Stellingen
Kans op cassatie in strafzaken
1. De kwaliteit van cassatieschrifturen in strafzaken van individuele verzoekers, neemt toe indien representatieve en voor iedereen toegankelijke informatie beschikbaar is over aanbod en afloop van cassatieberoepen in het verleden en indien advocaten cassatiemiddelen formuleren die geen ‘frequently asked questions’ representeren.
2. Als de kwaliteit van cassatieschrifturen in strafzaken van individuele verzoekers toeneemt, zal de Hoge Raad minder vaak aanleiding vinden om cassatieberoepen bij verwerping routinematig af te handelen, namelijk via de weg van artikel 81 RO.
3. De Hoge Raad handelde na invoering per 1 oktober 2000 van de verplichte cassatieschriftuur in strafzaken, naar verhouding vaker dan vóór dat moment, cassatieberoepen in rolzaken (inclusief dagvaardingszaken) af met verwerping via de weg van artikel 81 RO. Dit gegeven voedt de hypothese dat na de onderzoeksperiode (namelijk sinds 2002) het gemiddelde beeld uit die periode over dagvaardingszaken, van aanwijzingen voor een marginale rol van de advocaat in cassatie, niet verandert.
4. Tenminste twee maatregelen stellen de overheid in staat om correct gewezen beslissingen van de feitenrechter in strafzaken, zo snel mogelijk ten uitvoer te leggen: namelijk inkorten van de behandeltijd
1van cassatieberoepen en zorgen voor een juiste uitreiking van appeldagvaardingen. Na dergelijke
maatregelen is er voor individuele verzoekers minder aanleiding om zich te voorzien van middelen die in de periode van 1997 tot en met 2001 relatief vaak tot cassatie leidden.
5. Bij het stelsel zoals dat functioneert sinds de verplichte cassatieschriftuur in strafzaken (ingevoerd per 1 oktober 2000), heeft het niet inkorten van de behandeltijd van trage cassatieberoepen aanzuigende werking op het instellen van cassatieberoep door individuele verzoekers.
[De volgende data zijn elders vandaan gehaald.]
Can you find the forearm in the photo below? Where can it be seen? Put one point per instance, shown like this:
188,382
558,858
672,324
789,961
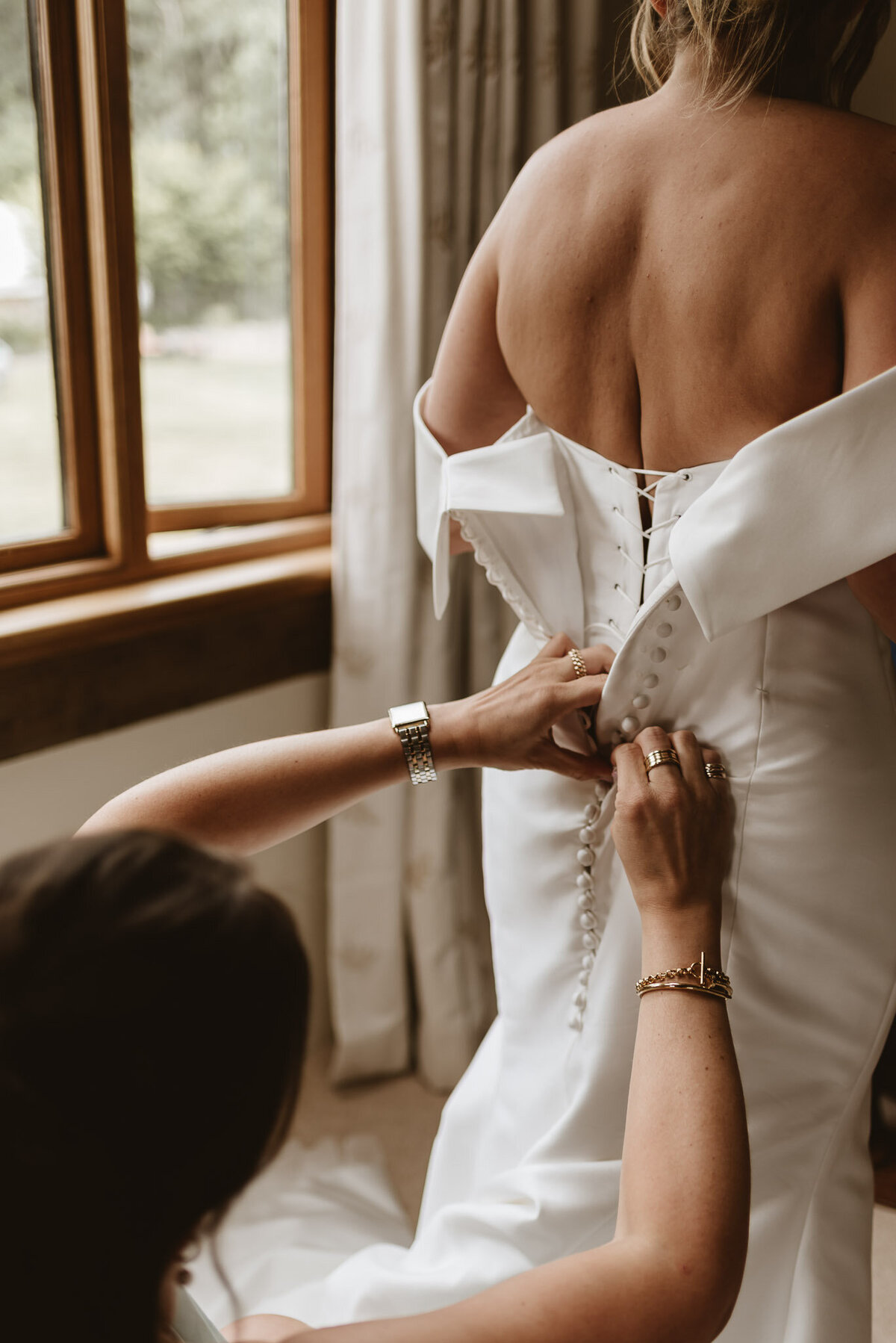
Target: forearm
685,1161
252,797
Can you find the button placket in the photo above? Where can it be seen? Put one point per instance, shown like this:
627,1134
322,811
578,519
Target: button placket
664,629
590,840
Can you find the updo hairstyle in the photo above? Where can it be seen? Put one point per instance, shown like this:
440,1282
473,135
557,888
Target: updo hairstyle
813,50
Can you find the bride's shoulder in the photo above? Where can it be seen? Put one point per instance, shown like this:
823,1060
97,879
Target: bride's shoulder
575,164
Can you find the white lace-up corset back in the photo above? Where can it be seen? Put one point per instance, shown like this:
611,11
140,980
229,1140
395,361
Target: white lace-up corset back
621,559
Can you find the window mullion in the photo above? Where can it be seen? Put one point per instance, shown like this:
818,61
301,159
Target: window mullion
55,49
311,55
113,274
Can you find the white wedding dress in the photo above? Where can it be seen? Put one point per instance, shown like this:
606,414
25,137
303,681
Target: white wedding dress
735,621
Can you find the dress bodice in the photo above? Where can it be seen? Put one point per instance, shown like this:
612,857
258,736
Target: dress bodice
621,560
558,527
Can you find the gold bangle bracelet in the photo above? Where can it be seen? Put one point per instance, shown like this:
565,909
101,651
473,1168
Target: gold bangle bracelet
699,973
692,989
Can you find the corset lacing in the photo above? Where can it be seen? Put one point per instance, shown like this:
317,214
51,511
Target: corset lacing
645,491
588,837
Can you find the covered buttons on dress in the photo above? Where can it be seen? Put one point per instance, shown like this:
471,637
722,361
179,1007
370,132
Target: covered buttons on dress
588,840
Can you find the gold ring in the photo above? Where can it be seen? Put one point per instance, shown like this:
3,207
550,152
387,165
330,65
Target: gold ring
578,663
656,757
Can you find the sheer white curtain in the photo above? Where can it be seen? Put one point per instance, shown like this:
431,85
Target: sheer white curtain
438,104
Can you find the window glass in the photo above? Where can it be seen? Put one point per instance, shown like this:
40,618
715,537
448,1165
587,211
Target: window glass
208,87
31,485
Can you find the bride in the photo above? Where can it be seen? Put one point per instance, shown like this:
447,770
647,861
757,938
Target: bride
664,418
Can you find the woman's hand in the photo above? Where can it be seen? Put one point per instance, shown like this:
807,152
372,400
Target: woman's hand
509,725
672,828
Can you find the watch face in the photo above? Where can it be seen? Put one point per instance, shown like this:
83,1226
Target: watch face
408,715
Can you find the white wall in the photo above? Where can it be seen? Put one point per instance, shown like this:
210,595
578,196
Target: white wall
52,793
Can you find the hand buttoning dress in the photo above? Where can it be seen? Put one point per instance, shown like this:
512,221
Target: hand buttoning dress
731,617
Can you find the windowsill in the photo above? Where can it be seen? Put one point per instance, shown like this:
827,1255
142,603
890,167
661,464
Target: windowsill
94,661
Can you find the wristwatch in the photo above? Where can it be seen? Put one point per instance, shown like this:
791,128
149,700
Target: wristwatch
411,725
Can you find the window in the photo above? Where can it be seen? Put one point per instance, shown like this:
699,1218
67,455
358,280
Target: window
166,305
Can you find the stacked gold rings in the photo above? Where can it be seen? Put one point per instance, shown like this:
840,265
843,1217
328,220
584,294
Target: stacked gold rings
578,663
656,757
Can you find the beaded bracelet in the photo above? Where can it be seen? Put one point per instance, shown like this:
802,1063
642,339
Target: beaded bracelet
695,977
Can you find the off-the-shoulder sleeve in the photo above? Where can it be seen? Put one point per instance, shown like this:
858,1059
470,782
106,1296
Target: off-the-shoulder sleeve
805,505
488,489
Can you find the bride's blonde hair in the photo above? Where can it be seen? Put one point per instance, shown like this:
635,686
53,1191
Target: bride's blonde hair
805,49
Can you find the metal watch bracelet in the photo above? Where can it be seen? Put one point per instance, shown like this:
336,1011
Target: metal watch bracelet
411,725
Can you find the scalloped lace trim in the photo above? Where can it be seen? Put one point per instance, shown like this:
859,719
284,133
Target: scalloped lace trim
485,555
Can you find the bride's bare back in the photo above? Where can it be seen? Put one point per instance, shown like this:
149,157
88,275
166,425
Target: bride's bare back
665,282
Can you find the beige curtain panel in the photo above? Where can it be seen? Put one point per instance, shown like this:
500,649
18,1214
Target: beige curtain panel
438,106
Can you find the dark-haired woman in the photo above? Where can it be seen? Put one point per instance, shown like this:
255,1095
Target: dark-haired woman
152,1025
675,359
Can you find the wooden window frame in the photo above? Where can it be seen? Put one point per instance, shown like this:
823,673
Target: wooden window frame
93,273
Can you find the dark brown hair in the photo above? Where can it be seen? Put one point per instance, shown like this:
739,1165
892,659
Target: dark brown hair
815,50
153,1010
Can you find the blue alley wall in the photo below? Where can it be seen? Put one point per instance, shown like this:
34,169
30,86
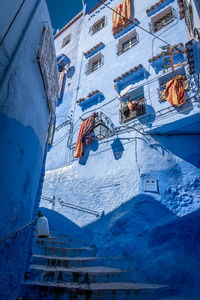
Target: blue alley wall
24,119
114,170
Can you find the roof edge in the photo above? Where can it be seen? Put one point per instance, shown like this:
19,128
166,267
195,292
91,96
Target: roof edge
68,24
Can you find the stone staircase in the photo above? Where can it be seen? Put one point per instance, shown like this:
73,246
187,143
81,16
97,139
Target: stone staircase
66,269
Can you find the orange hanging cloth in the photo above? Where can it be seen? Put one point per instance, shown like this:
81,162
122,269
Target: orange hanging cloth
84,136
79,145
175,93
121,13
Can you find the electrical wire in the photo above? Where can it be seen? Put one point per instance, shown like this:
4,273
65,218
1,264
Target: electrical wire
139,26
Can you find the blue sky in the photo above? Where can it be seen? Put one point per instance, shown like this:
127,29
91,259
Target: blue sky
62,11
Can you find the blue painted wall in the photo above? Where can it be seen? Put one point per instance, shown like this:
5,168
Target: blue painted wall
112,170
24,121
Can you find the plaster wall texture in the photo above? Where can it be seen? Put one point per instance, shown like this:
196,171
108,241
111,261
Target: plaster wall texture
112,170
24,120
66,105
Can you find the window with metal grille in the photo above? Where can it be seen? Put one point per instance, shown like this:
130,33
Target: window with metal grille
132,105
167,77
127,42
94,63
97,26
66,40
162,19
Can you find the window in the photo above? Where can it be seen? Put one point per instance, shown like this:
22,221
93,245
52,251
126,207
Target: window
94,63
132,105
162,19
97,26
66,40
127,42
150,185
165,78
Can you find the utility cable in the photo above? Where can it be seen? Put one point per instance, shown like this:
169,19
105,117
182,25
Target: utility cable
139,26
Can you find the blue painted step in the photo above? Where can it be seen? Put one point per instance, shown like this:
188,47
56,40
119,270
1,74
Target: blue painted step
66,262
64,252
80,275
100,291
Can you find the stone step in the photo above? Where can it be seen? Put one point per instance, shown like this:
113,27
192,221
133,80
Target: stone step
60,242
67,262
63,252
78,275
101,291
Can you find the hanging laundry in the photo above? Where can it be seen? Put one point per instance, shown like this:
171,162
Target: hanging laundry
52,132
62,78
121,13
175,92
84,136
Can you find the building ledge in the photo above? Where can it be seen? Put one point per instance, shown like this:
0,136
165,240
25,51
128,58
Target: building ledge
94,50
162,54
128,73
92,98
157,6
125,28
96,6
68,24
181,9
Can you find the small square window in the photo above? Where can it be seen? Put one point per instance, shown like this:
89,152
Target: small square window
162,19
97,26
150,185
167,77
94,63
127,42
66,40
132,106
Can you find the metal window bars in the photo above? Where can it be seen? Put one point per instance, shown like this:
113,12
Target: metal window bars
83,209
98,26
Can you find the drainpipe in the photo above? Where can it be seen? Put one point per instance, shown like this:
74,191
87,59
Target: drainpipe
24,35
37,203
77,89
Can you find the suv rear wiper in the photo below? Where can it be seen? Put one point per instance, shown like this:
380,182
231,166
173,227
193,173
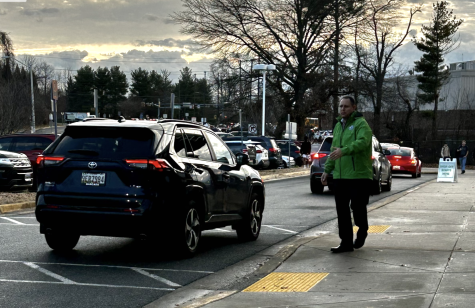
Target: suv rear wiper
85,152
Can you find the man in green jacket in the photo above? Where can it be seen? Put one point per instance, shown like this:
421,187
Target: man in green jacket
351,164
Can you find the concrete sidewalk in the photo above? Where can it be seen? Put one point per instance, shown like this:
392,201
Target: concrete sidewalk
422,254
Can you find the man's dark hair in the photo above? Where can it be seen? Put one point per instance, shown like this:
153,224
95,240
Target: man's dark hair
352,100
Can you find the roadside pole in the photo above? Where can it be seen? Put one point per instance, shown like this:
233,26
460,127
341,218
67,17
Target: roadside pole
240,125
290,134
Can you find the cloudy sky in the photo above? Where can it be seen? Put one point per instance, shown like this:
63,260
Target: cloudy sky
139,33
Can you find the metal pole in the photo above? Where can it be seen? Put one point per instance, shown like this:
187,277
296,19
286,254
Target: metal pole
96,104
158,117
55,119
264,103
240,125
290,134
32,102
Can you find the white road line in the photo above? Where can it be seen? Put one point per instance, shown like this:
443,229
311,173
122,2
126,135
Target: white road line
219,229
112,266
86,284
49,273
7,224
12,220
290,231
161,279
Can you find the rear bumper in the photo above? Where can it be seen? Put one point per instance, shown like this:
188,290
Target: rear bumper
92,220
10,177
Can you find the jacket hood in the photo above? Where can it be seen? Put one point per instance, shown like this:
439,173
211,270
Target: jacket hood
354,115
7,154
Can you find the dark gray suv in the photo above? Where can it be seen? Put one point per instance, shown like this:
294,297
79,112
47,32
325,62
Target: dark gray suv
166,180
382,176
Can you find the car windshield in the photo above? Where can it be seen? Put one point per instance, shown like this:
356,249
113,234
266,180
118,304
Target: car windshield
326,145
400,152
102,142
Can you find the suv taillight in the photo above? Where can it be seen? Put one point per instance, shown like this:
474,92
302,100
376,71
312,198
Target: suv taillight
47,160
153,164
319,155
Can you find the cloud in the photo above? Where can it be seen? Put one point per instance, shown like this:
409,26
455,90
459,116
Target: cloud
152,17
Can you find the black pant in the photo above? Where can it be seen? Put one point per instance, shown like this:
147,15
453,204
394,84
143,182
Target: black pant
354,194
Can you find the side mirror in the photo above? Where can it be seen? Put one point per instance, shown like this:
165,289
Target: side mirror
242,159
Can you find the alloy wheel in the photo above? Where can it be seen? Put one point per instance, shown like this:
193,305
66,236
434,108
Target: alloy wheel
193,229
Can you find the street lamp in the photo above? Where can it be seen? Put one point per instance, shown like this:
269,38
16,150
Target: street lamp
32,92
264,68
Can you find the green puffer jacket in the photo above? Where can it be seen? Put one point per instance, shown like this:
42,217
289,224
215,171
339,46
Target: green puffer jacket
355,143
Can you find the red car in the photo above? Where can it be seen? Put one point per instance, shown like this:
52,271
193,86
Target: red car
404,161
30,144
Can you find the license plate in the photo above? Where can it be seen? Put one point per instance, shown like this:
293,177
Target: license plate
93,179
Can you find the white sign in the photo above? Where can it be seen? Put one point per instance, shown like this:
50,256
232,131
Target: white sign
252,129
447,170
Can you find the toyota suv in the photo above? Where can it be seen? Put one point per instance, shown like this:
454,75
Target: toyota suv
382,176
167,180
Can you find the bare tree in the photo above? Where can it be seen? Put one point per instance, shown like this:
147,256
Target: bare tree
295,35
376,41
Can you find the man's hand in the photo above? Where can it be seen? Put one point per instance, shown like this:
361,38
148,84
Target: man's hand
324,178
335,154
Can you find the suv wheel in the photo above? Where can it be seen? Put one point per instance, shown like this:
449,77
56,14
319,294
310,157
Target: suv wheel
64,241
377,184
189,241
250,227
316,187
388,185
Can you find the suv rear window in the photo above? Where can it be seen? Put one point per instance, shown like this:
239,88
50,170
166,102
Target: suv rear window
401,152
326,145
106,142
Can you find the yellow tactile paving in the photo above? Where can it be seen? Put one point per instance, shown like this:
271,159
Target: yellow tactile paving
373,229
287,282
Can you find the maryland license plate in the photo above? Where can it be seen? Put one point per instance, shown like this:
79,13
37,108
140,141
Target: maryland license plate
93,179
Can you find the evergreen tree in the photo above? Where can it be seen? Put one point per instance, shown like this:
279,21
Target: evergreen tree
438,40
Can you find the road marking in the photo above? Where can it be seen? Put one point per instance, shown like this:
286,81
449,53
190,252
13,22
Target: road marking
86,284
7,224
290,231
161,279
112,266
12,220
49,273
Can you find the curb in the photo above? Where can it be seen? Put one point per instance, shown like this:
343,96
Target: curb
7,208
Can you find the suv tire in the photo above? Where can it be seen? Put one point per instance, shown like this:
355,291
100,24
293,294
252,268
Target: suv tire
250,227
62,242
316,187
188,242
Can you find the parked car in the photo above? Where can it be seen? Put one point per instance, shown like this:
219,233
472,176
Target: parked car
389,145
294,151
288,161
30,144
275,154
382,176
15,170
258,155
167,181
404,161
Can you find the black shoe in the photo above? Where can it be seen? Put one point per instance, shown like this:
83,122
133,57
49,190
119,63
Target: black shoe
359,242
341,248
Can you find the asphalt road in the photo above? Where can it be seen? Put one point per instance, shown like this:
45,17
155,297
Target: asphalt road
117,272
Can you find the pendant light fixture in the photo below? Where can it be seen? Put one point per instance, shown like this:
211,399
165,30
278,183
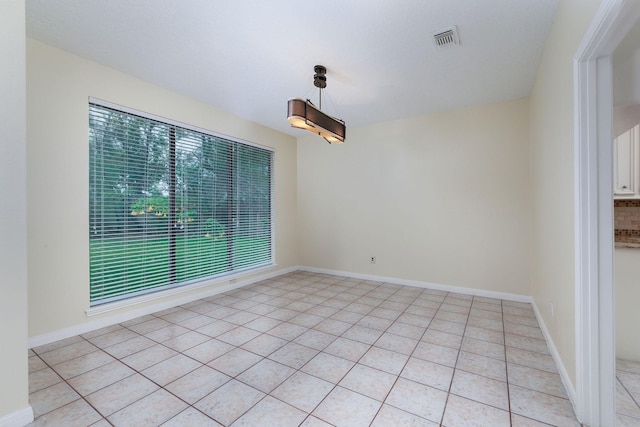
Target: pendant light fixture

6. Het aanbod van cassatieberoepen met middelen waarin individuele verzoekers klagen over bewijs - vooral de omkleding van de bewezen verklaring – zal niet afnemen als de cassatierechter omissies en gebreken van de feitenrechter op dit gebied, blijft verbeteren.
7. Het is van algemeen belang dat het openbaar ministerie los van individuele strafzaken zijn beleid duidelijk maakt bij het instellen en achterwege laten van cassatieberoep.
8. De doodstraf past niet in het strafrecht omdat het strafrecht evolutionair gezien (uiteindelijk) dient om het uitroeien van mensen te voorkómen.
9. Informatie – in de zin van veredelde data – is in de (straf)rechtspraak van nu, een niet minder belangrijk kapitaalgoed dan ‘mensen’ en ‘geld’.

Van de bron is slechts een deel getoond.